Poetry

to prevent asphyxiation i breathe only water

it makes my lungs soggy like fingertips in a bath
and it’s hard to get a good breath from a water fountain
but the library has showers for that girl who should have dropped a class
if i inhale to the capacity of my ribs i can sit in the front row
so long as i don’t smile
(there are cracks between our teeth after all)

holding one’s breath for hours has serious side effects. A lack of focus that shouldn’t be funny.
i hallucinate the boy with the red hair behind me notices my earrings match my socks
and that the clock towers sing an off-key almost-melody every fifteen minutes
i would sing along except of course that would kill me.
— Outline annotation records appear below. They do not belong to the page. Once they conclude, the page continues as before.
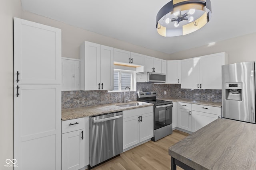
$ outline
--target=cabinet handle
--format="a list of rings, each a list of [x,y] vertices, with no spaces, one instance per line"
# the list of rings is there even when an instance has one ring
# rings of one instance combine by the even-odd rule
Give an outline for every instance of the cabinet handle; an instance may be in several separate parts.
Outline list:
[[[17,80],[16,80],[17,83],[18,83],[20,81],[20,80],[19,80],[19,75],[20,75],[20,73],[19,73],[18,71],[17,71]]]
[[[19,95],[20,95],[20,94],[19,93],[19,88],[20,88],[20,87],[19,87],[18,86],[17,86],[17,97],[19,97]]]
[[[73,123],[73,124],[70,123],[69,125],[68,125],[69,126],[71,126],[71,125],[76,125],[76,124],[78,124],[78,123],[78,123],[78,122],[76,122],[74,123]]]

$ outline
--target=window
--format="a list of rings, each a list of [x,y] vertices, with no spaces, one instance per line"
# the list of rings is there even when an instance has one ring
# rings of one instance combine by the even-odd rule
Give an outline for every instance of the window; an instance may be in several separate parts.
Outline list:
[[[127,86],[130,91],[136,90],[135,75],[134,71],[114,69],[114,90],[123,91]]]

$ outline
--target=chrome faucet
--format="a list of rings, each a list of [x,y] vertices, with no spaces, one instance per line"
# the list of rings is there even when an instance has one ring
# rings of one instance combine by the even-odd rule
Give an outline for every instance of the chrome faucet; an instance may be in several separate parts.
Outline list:
[[[129,89],[129,94],[127,94],[127,93],[126,93],[125,91],[126,90],[126,88],[128,88],[128,89]],[[131,98],[130,96],[130,88],[129,88],[129,87],[128,87],[128,86],[126,86],[126,87],[125,87],[125,88],[124,89],[124,103],[126,103],[126,101],[130,101],[130,100],[129,100],[130,99],[130,98]],[[126,98],[125,97],[125,96],[126,96],[126,94],[128,94],[128,95],[129,95],[129,97],[128,97],[128,99],[126,99]]]

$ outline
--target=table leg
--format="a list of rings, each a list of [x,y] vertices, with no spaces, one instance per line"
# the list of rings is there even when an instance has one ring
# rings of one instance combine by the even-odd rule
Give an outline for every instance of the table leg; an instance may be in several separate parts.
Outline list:
[[[171,170],[176,170],[176,164],[175,164],[174,158],[172,156],[171,156]]]

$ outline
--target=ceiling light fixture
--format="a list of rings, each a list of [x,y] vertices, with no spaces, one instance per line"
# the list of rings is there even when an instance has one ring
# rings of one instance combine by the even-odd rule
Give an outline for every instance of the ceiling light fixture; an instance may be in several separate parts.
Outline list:
[[[185,35],[202,28],[211,17],[210,0],[172,0],[157,14],[156,29],[164,37]]]

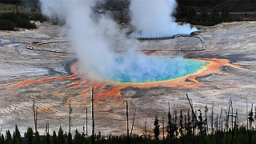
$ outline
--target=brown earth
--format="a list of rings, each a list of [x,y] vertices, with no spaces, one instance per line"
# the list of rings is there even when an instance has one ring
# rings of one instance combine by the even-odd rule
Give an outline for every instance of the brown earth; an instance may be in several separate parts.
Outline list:
[[[69,41],[65,30],[48,23],[38,24],[39,28],[33,30],[1,31],[0,43]],[[152,134],[155,115],[165,117],[166,122],[168,103],[172,111],[176,109],[179,114],[182,109],[186,113],[189,103],[186,94],[191,98],[195,110],[203,111],[207,106],[208,116],[214,105],[214,117],[220,114],[222,107],[227,110],[229,100],[232,98],[234,110],[238,113],[238,122],[246,122],[246,100],[250,105],[256,102],[255,24],[256,22],[241,22],[205,27],[206,31],[199,35],[204,38],[206,50],[172,54],[215,62],[213,66],[203,70],[207,73],[203,74],[204,71],[201,71],[146,86],[90,82],[78,69],[79,62],[74,64],[76,55],[69,42],[36,46],[42,50],[29,50],[24,46],[0,47],[0,126],[3,132],[6,129],[13,130],[15,124],[22,133],[28,126],[34,127],[34,102],[38,106],[38,129],[41,134],[44,134],[46,122],[50,123],[50,130],[58,130],[62,126],[68,131],[68,106],[71,102],[72,132],[75,129],[82,131],[82,126],[86,126],[86,107],[88,107],[88,130],[91,134],[90,92],[92,84],[95,83],[95,131],[103,134],[126,133],[126,100],[129,102],[130,127],[136,110],[134,133],[142,134],[146,118],[148,132]],[[202,46],[200,40],[193,38],[141,42],[145,46],[142,50],[154,49],[159,55],[169,55],[166,54],[169,52],[162,50]],[[69,67],[72,68],[71,71]]]

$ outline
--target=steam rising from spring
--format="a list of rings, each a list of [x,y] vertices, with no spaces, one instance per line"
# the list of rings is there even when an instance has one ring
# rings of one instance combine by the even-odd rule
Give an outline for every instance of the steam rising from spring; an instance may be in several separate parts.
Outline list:
[[[196,28],[182,26],[173,17],[175,0],[131,0],[131,23],[136,27],[138,37],[166,37],[178,34],[190,34]]]
[[[131,10],[134,10],[132,14],[132,22],[143,34],[148,31],[147,34],[155,34],[154,32],[150,31],[150,26],[144,25],[145,22],[140,24],[142,21],[138,19],[142,18],[143,15],[134,14],[138,10],[134,6],[138,6],[139,3],[135,1],[146,2],[144,0],[132,1]],[[159,2],[160,5],[157,6],[157,10],[161,10],[161,7],[163,6],[165,10],[161,14],[164,14],[167,10],[170,10],[170,7],[165,6],[165,4],[168,4],[166,3],[166,1],[150,0],[146,6],[151,5],[151,8],[153,8],[153,6],[157,6],[157,3]],[[183,58],[169,59],[174,62],[170,65],[166,64],[165,60],[159,60],[155,57],[150,59],[148,56],[135,52],[134,50],[137,50],[137,46],[139,46],[136,40],[126,38],[125,32],[121,31],[118,29],[118,25],[108,16],[94,13],[92,7],[95,5],[94,0],[41,0],[40,2],[43,14],[50,18],[62,18],[66,22],[65,26],[69,30],[69,38],[71,40],[72,46],[76,50],[78,58],[82,62],[90,78],[116,82],[129,81],[130,82],[158,81],[159,80],[158,78],[162,76],[170,78],[168,75],[173,71],[181,72],[187,70],[181,68],[182,66],[191,66],[187,65],[187,62],[184,62]],[[153,2],[154,2],[152,3]],[[165,17],[169,14],[170,12],[165,14]],[[134,16],[135,17],[134,18]],[[157,15],[154,17],[156,18]],[[158,20],[161,19],[162,18],[158,18]],[[150,18],[147,18],[147,21],[150,20]],[[169,22],[171,21],[166,20],[163,22]],[[176,24],[173,25],[176,26]],[[143,26],[146,26],[145,29],[143,29]],[[155,28],[162,27],[161,25],[155,26]],[[165,26],[167,27],[167,26]],[[169,30],[171,30],[171,28],[169,28]],[[161,33],[165,32],[164,30],[160,31]],[[166,33],[166,34],[170,35],[169,33]],[[119,49],[126,50],[127,52],[122,54],[114,52],[114,50]],[[182,74],[184,75],[190,72]],[[146,78],[141,80],[138,79],[139,78]],[[166,79],[160,78],[160,80]]]

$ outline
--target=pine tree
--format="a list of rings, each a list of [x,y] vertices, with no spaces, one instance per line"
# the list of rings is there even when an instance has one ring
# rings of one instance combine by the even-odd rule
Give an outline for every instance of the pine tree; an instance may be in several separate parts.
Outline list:
[[[55,130],[53,132],[53,143],[57,144],[58,143],[58,139],[57,139],[57,134]]]
[[[166,131],[168,133],[168,137],[170,137],[171,138],[174,137],[174,126],[172,122],[172,116],[170,112],[170,106],[169,106],[169,111],[168,111],[168,122],[167,122],[167,126],[166,126]]]
[[[59,126],[59,130],[58,132],[58,144],[62,144],[65,143],[65,137],[64,137],[64,133],[62,126]]]
[[[6,142],[7,144],[11,144],[12,143],[12,140],[11,140],[11,134],[9,130],[6,130]]]
[[[156,140],[159,140],[158,136],[160,135],[160,124],[159,124],[159,120],[158,118],[158,116],[155,116],[154,122],[154,137]]]
[[[29,126],[26,132],[25,132],[24,136],[26,139],[27,144],[32,144],[33,142],[33,137],[34,137],[34,132],[31,127]]]
[[[180,116],[179,116],[179,133],[182,136],[183,135],[183,128],[184,128],[184,119],[183,119],[182,110],[181,110]]]

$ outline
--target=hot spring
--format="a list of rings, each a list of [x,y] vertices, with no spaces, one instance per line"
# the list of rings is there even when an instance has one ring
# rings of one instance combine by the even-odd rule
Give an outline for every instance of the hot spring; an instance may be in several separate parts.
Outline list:
[[[127,60],[129,58],[129,61]],[[149,82],[166,81],[193,74],[208,62],[182,58],[158,56],[115,58],[116,66],[102,74],[103,78],[116,82]]]

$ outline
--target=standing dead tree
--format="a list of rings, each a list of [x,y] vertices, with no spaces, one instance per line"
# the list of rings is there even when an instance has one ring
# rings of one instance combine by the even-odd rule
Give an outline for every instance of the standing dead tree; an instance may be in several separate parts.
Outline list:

(i would drown in reverse, my puffed cheeks would stick to my skull like a wet t-shirt, and as my precious water leaked from my nose, ears, throat, eyes, I’d have just enough time to squawk a wonderfully wet note before the stagnant air would slip up my nose like a fish hook and dry each of my veins to blood dust)
in my own bathroom with bright green tiled floors that make me feel like i’m in a meadow of invisible poison poppies, i exhale the vapor left behind, it’s frigid from waiting

I zip open my waterbed and climb inside. a smile splits my face with violent uncertainty and no water spills from the gaps between my teeth. I pluck a few strands from my scribbled hair and taste, but I decide to shatter my glasses and eat the frame instead.